Davacı kendisin bir vekil vasıtasıyla temsil ettiriyorsa dava dilekçesinde vekilinin adı, soyadı ve adresi de yazılmalıdır. Davalının bir vekili olsa dahi dava dilekçesinde onun adı yazılamaz. Dava açılırken (o davada) vekilinin kim olacağı bilinemeyeceğinden dava dilekçesine davalı vekilinin isim ve adresinin yazılmasına olanak ve gerek yoktur. Davalının bir genel (umumi) vekili olsa bile, dava dilekçesine genel vekilin isim ve adresi yazılarak, dava dilekçesi bu genel vekile tebliğ edilemez. (Kuru, Baki: Hukuk Muhakemeleri Usulü, İstanbul 200 1, C . 2.s. 1586 Yılmaz, Ejder Hukuk Muhakemeleri Kanuni Şeyhi, Ankara 2012, s. 791 Pekcanıtez Hakan: Medeni Usul Hukuku. C.2, İstanbul 2017, s. 1132: Aslan, Ramazan Yılmaz, Ejder Ayvaz Taşpınar, Sema Hanağası. Emel Medeni Usul Hukuku, Ankara 2020, s. 278).
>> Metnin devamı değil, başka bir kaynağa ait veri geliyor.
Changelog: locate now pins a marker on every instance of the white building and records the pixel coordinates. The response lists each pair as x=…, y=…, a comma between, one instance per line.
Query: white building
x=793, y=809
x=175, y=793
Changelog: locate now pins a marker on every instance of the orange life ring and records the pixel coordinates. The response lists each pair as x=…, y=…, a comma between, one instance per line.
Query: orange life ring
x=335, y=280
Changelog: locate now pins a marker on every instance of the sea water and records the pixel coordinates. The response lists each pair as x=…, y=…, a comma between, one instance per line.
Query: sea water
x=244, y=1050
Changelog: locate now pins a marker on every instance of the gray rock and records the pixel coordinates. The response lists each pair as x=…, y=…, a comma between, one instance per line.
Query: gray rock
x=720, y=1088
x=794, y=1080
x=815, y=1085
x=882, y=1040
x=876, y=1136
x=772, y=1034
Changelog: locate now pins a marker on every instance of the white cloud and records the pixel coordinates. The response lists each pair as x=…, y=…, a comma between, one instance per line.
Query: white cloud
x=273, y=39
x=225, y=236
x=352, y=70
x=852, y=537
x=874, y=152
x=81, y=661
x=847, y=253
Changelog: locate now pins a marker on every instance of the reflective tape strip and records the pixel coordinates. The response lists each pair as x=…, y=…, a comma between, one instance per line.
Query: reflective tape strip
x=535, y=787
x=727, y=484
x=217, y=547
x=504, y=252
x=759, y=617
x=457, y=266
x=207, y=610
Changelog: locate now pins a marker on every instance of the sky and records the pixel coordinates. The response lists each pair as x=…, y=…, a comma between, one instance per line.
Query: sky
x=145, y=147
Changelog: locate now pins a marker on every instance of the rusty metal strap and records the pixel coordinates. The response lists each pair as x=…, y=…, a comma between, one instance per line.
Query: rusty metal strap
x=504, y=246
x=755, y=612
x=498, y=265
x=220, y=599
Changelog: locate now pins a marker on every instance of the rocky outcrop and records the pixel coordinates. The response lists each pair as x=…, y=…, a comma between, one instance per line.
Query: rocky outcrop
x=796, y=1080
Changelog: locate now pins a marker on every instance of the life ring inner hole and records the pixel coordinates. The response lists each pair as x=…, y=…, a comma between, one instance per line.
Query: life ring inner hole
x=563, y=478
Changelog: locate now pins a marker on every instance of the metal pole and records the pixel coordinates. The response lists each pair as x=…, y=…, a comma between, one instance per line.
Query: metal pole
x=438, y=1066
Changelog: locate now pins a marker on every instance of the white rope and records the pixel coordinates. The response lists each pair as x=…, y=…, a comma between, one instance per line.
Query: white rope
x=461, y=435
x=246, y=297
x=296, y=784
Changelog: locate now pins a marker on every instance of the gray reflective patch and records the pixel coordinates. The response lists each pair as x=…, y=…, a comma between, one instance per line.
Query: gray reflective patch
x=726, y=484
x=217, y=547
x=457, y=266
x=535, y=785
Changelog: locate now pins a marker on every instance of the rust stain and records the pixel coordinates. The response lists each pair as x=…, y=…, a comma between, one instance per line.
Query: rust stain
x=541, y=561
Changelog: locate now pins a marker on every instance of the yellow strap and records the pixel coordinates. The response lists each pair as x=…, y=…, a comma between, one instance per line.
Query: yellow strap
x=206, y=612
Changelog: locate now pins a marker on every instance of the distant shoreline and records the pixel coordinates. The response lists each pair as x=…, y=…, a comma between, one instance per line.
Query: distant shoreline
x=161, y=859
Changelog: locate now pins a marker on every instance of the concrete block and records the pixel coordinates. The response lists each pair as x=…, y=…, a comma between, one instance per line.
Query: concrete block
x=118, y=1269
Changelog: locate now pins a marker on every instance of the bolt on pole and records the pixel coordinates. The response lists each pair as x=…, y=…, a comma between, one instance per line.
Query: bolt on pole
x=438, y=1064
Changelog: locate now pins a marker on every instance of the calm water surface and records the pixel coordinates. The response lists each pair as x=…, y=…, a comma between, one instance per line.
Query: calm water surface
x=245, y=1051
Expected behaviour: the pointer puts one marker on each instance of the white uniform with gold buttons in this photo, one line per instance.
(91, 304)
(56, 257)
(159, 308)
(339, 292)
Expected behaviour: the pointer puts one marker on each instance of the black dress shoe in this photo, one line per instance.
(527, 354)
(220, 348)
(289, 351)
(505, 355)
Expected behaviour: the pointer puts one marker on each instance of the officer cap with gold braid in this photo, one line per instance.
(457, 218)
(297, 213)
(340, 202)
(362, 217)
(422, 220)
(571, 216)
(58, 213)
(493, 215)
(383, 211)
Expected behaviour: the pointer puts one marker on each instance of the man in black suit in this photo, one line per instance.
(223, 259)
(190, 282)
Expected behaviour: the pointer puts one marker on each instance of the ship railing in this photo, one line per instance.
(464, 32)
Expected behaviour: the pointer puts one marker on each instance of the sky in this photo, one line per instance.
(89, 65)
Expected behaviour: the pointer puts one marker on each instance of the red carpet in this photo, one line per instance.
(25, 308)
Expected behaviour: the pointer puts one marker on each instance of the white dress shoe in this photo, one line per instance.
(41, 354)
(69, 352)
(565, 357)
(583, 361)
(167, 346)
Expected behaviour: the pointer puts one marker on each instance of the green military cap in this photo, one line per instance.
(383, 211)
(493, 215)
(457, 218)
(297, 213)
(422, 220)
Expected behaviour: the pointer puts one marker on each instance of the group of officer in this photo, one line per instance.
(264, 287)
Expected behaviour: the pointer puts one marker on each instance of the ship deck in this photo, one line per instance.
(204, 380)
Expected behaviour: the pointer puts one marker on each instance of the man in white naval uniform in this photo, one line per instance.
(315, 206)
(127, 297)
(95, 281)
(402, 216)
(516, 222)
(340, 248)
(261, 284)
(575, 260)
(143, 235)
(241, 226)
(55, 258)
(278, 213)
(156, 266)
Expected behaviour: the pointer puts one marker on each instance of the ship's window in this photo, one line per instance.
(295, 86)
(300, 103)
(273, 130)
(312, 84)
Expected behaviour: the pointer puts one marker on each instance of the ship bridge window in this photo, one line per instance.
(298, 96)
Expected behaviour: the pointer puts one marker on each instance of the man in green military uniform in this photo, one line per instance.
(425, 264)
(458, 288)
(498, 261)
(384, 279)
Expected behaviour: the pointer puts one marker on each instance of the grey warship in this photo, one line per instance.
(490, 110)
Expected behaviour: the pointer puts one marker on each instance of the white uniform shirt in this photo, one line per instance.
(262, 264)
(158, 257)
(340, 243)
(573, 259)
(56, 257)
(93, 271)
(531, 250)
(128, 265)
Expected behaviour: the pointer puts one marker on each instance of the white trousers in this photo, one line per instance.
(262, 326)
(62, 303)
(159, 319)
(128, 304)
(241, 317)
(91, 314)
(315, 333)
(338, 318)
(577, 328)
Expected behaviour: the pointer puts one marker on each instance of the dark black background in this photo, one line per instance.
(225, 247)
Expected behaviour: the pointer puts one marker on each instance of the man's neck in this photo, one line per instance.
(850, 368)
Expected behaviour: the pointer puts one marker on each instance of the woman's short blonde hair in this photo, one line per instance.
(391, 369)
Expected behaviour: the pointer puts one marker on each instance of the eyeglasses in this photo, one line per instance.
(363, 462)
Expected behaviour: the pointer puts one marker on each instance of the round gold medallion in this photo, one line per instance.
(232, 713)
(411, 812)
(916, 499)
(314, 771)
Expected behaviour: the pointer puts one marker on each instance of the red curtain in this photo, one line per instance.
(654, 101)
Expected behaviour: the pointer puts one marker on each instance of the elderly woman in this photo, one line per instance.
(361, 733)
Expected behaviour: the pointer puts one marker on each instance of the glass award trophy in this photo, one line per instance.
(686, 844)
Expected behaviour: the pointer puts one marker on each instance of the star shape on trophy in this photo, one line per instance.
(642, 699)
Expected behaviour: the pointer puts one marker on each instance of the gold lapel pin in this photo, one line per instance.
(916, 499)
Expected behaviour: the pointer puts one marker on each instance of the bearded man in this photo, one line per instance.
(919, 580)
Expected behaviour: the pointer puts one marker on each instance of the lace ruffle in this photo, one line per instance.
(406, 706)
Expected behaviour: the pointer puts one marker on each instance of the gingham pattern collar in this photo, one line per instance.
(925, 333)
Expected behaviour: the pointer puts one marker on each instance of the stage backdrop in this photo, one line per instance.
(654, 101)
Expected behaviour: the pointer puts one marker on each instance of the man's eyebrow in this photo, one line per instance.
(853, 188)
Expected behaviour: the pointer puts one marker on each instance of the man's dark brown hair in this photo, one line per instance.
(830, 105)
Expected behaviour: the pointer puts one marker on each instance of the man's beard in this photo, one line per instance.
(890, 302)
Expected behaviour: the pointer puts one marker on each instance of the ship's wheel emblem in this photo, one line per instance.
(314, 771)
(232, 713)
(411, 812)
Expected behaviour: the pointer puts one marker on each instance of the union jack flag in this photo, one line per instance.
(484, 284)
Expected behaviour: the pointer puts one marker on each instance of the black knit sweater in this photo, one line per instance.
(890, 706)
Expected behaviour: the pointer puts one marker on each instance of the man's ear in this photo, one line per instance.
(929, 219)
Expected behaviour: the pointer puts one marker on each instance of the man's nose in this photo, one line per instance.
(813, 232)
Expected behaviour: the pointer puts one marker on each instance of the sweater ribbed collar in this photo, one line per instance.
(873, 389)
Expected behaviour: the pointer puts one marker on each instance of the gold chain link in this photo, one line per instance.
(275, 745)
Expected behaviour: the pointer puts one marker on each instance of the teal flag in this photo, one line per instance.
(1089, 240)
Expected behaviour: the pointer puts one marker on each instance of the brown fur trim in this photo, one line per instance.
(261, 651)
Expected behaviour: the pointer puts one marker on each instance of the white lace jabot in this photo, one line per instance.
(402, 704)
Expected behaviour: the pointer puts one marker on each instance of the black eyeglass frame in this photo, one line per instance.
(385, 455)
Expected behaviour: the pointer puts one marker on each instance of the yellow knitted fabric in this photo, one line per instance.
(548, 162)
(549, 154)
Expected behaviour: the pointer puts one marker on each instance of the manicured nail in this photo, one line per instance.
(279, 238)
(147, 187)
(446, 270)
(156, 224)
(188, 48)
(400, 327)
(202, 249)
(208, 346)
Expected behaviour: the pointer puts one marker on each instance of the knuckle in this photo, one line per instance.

Tebligat Kanunu’nun 11 maddesi ve Tebligat Kanunu’nun Uygulanmasına Dair Yönetmeliğin 18. maddesinde yer alan, vekil ile takip edilen işlerde tebligatın vekile yapılacağı hükmü emredici niteliktedir. Ancak belirtilen hükümlerinin işlerlik kazanabilmesi için HMK’nın 76. maddesi uyarınca vekilin dava doğasına vekâletnamesini ibraz etmesi zorunludur. Vekilin müvekkili adına davayı takip edeceğini bildirerek vekâletnamesini her bir dosya için ayrı ayrı ibraz etmesi üzerine, HMK’nın 114. maddesinin 1. Fıkrasının (f) bendi gereğince dava şartı olan vekilin davaya vekalet ehliyetine sahip olup olmadığı ve usulüne uygun düzenlenmiş bir vekaletname bulunup bulunmadığı mahkemece kendiliğinden araştırılarak tespit edildikten sonra tüm tebligatlar vekile yapılacaktır. İcra takip dosyasında itiraz etmiş olan vekilin itirazın iptali davasında vekâletnamesini ibraz etmeden önce, müvekkili adına davayı takip edip etmeyeceği mahkeme tarafından bilinemeyeceği için dava dilekçesinin vekile tebliği mümkün değildir.

Hukuk Muhakemeleri Kanunu’nun 27. maddesinde düzenlenmiş olan hukuki dinlenilme hakkının unsurlarından biri olan “tarafların yargılama ile ilgili olarak bilgi sahibi olmalarının” yerine getirilmesi için zorunlu olan dava dilekçesinin tebliğinin doğrudan davalıya yapılması, mahkeme tarafından davadan öncelikli ve aracısız olarak davalının haberdar ve bilgi sahibi olmasını sağlayacağı gibi yargılama sürecinin uzamasına da engel olacak.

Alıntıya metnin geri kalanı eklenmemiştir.